Britain's Digital Future: A new white paper from Focaldata

December 16, 2025

We are delighted to announce the release of our latest white paper, Britain's Digital Future: Why digital sovereignty could become
the next major political divide.

The executive summary follows, but you download the full white paper at the download link below.

Executive summary

Digital sovereignty – the idea that a country should control how its data and digital systems are managed, and have the power to regulate both under its own laws – is not widely recognised by the UK public. In an era of fraught geopolitical tensions and discussions around the burgeoning ‘AI Cold War’, however, it may well be one of the defining economic and political questions of the next decade.

While direct awareness is low, we have uncovered evidence that the underlying policy choices digital sovereignty encompasses could have large impacts on the outcome of future UK elections. We find consistent public preferences for policies that limit foreign ownership of digital infrastructure and assert national rules independent of major United States or European Union influences, with these preferences emerging as more important drivers of voting behaviour than views on existing major political issues like migration, climate change and the NHS.

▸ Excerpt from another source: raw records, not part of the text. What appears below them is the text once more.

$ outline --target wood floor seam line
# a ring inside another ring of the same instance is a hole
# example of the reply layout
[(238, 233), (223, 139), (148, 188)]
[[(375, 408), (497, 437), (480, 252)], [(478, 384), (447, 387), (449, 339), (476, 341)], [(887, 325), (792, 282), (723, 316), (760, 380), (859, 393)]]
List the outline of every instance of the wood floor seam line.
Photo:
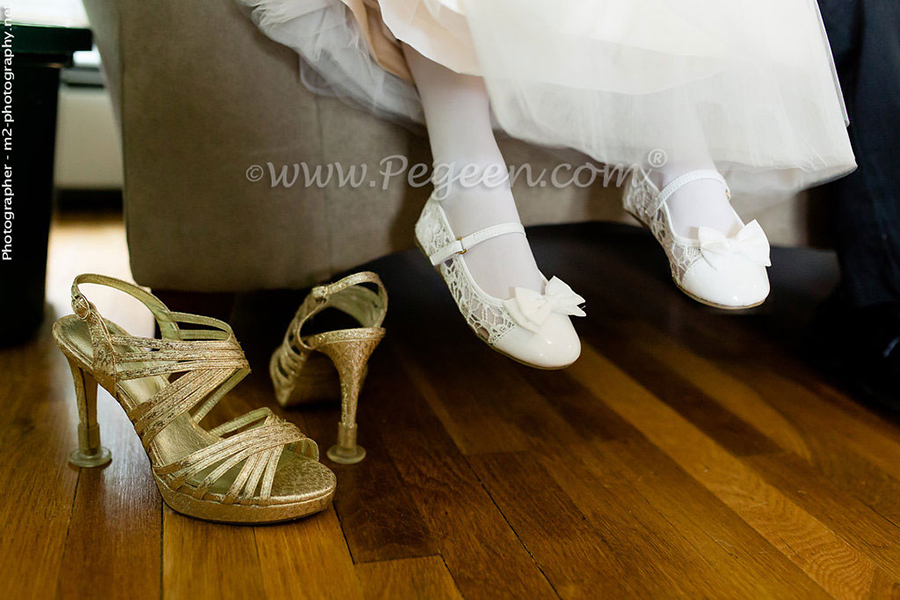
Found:
[(553, 585), (553, 581), (551, 581), (550, 578), (547, 577), (547, 574), (544, 572), (544, 569), (541, 567), (541, 563), (534, 557), (534, 553), (528, 547), (528, 544), (525, 543), (525, 540), (522, 539), (522, 536), (520, 536), (519, 533), (516, 531), (516, 528), (513, 526), (513, 524), (509, 522), (509, 517), (506, 516), (506, 514), (503, 512), (503, 509), (500, 507), (499, 504), (497, 504), (496, 498), (494, 498), (494, 496), (491, 494), (490, 489), (485, 485), (485, 483), (481, 479), (481, 477), (478, 476), (478, 472), (472, 468), (472, 465), (471, 465), (471, 463), (469, 463), (468, 458), (466, 458), (466, 463), (469, 464), (469, 468), (472, 470), (472, 474), (481, 483), (481, 487), (484, 489), (484, 492), (485, 492), (485, 494), (487, 494), (488, 498), (491, 499), (491, 502), (494, 504), (494, 507), (497, 509), (497, 512), (500, 514), (500, 516), (503, 517), (503, 520), (506, 522), (507, 527), (509, 527), (510, 531), (513, 532), (513, 535), (516, 536), (516, 539), (519, 540), (519, 543), (522, 545), (522, 548), (525, 550), (525, 552), (528, 553), (528, 556), (531, 557), (531, 560), (534, 563), (535, 568), (540, 572), (541, 577), (543, 577), (546, 580), (547, 585), (550, 586), (550, 588), (553, 590), (553, 592), (557, 596), (561, 597), (559, 594), (559, 591), (556, 589), (556, 586)]

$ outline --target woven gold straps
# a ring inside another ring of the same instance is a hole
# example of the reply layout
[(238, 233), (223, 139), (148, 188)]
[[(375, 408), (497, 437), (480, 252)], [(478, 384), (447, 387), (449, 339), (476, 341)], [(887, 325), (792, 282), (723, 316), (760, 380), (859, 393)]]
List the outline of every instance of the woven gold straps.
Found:
[(249, 366), (243, 350), (233, 338), (222, 342), (185, 342), (132, 336), (111, 336), (110, 339), (116, 347), (159, 348), (155, 352), (121, 352), (116, 349), (114, 356), (118, 381), (197, 369), (243, 369)]
[[(261, 425), (248, 428), (261, 420)], [(264, 503), (271, 496), (275, 469), (286, 447), (296, 447), (309, 458), (318, 458), (315, 442), (303, 435), (292, 423), (275, 416), (268, 408), (252, 411), (220, 425), (210, 433), (221, 434), (239, 429), (244, 430), (222, 438), (181, 460), (154, 467), (154, 472), (164, 477), (172, 489), (178, 489), (188, 480), (212, 468), (194, 487), (193, 495), (202, 498), (210, 486), (243, 462), (225, 502), (253, 497), (262, 482), (259, 499)]]
[[(177, 316), (175, 320), (181, 321), (182, 315)], [(188, 331), (201, 330), (182, 329), (177, 333), (184, 335)], [(218, 337), (220, 332), (202, 333)], [(117, 381), (184, 373), (128, 411), (145, 448), (167, 425), (198, 404), (194, 418), (202, 419), (250, 368), (240, 345), (231, 336), (224, 340), (184, 341), (117, 335), (110, 336), (110, 340)]]
[(185, 374), (128, 411), (134, 430), (149, 448), (156, 435), (182, 414), (203, 402), (231, 377), (231, 369), (206, 369)]
[[(84, 284), (114, 288), (142, 302), (161, 339), (130, 335), (104, 318), (82, 293)], [(328, 506), (337, 484), (334, 473), (318, 462), (315, 442), (292, 423), (261, 408), (217, 427), (204, 425), (208, 413), (250, 373), (228, 323), (170, 311), (147, 290), (94, 274), (76, 277), (72, 307), (75, 314), (53, 326), (54, 341), (72, 369), (78, 404), (72, 464), (109, 462), (96, 418), (99, 385), (131, 420), (172, 510), (216, 522), (276, 523)]]
[[(82, 283), (110, 285), (143, 302), (160, 325), (162, 339), (127, 335), (111, 330), (96, 307), (81, 294)], [(170, 311), (152, 294), (125, 282), (103, 276), (82, 276), (72, 288), (72, 302), (91, 327), (95, 363), (102, 363), (108, 381), (118, 386), (128, 381), (157, 378), (159, 389), (127, 408), (129, 419), (149, 449), (160, 432), (182, 415), (194, 423), (250, 372), (240, 344), (224, 321)], [(187, 328), (184, 326), (188, 326)], [(180, 377), (170, 378), (180, 374)], [(286, 447), (318, 458), (315, 443), (294, 425), (268, 409), (252, 411), (209, 431), (214, 437), (231, 434), (196, 450), (181, 460), (154, 466), (172, 489), (189, 480), (192, 495), (203, 498), (209, 487), (243, 462), (232, 482), (226, 502), (253, 497), (269, 498), (275, 469)], [(201, 478), (199, 482), (195, 481)]]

The country possesses a broad inclination towards digital protectionism and economic nationalism, in which voters value tech autonomy as an extension of national security and sovereignty. Free-market campaigners will need to work hard to overcome this.

Based on an attitudinal segmentation, we have identified six distinct groups within public opinion, differentiated by their views on technology, AI, and the state’s role in regulation of digital assets. These groups are Atlantic Innovators, Digital Globalists, Cautious Controllers, Hands-off Moderates, Tech Sceptics and the AI Vanguard.

Generally speaking, technology firms are more trusted than governments to act in the UK’s best interests, but US-based companies face reputational challenges linked to distrust of the US government. This is a new situation emerging in the Trump 2.0 era, serving as the cornerstone for why pro-US messages are often seen as unpersuasive and can backfire among key swing audiences.

Our analysis also highlights the power of messengers in shaping nascent digital sovereignty narratives, which in some cases are as important as the messages themselves. We observed a 14-point gap between the most- and least-effective messengers in our data. In a world where views on digital sovereignty are not yet fixed, campaigns will benefit from placing particular emphasis on who is communicating their messages. US tech magnates and UK-based politicians tend to undermine message credibility, while domestically-rooted, somewhat apolitical figures from trusted institutions like the army, NHS or British business consistently strengthen public support.

Taken together, our findings show that digital sovereignty could soon become a potent but malleable political faultline. While few voters could define it, many already have strong instincts about what it should mean, and those instincts will matter for the UK’s future digital, economic and foreign policy strategies.